Mikhail Lermontov on the Chechens (1832)
The tragic drama of Chechen and Daghestani resistance to Russian military conquest in the nineteenth century is the inspiration for Hadji Murat, the last work by one of the greatest novelists in the history of world literature. Lev Tolstoi was close to seventy years old when the project that became Hadji Murat began to gestate in his creative consciousness. The full mastery of his powers is still evident in his penetrating characterizations and his deft imparting of mood and scene. It is an astonishing accomplishment.
Tolstoi labored over this task for eight years, finishing it in 1904. It was not published until after his death in 1910. It is worth noting that ten drafts of the novel exist and that an “authoritative version based on Tolstoi’s manuscripts was established only in 1950 for the ninety-volume Jubilee edition of the author’s works.”1 This final, posthumous work of the great master is, we feel, unjustifiably obscure in the West. This no doubt stems from the fact that the commonly available English translation by the English adept of Tolstoi, Aylmer Maude, is seriously flawed as a translation project and is based on an earlier, incomplete draft of the novel. There is no need to cite chapter and verse of the shortcomings of Maude’s translation in this Introduction, but a brief example will give a sense of the problem.

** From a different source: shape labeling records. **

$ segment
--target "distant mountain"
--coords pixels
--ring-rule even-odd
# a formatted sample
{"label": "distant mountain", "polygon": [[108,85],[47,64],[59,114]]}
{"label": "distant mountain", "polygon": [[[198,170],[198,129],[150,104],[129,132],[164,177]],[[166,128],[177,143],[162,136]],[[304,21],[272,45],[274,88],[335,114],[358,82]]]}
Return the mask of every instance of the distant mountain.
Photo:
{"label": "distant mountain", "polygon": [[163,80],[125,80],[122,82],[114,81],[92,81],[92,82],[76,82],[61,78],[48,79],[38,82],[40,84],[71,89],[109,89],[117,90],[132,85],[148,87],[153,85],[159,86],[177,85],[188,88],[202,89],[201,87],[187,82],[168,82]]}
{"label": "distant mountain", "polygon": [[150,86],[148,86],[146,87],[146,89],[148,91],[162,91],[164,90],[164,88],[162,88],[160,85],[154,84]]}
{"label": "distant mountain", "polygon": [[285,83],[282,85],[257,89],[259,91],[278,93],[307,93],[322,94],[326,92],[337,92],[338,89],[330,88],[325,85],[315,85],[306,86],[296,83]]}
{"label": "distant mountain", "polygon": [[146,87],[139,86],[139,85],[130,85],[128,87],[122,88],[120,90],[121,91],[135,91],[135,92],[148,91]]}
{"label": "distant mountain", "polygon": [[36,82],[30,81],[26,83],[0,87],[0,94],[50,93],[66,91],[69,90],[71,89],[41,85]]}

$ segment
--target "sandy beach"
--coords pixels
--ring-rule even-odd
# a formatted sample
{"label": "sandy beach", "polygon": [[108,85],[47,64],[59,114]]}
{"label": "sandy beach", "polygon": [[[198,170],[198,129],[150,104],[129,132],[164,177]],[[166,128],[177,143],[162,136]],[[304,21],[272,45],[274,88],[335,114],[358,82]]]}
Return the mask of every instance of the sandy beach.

Maude translates the Russian word buket, which is a direct transliteration of the French original bouquet, as “nosegay.” More serious than the many, to our ears, odd examples of early twentieth-century British that are peppered throughout his translation are his renderings of conversations, which frequently are quite meaningless.2 A far cry from Tolstoi’s Russian original, which is in the words of one critic, “Crystal-clear, exciting and supremely well narrated, it has claims to belong to that category of universal literature which Tolstoi prized so highly in his treatise What is Art?; for …its pathos is grounded in what Tolstoi called ‘those very simple, everyday feelings accessible to all’—the feelings of family solidarity and of compassion for human life.”3 It is this Tolstoi that we have sought to capture in our translation.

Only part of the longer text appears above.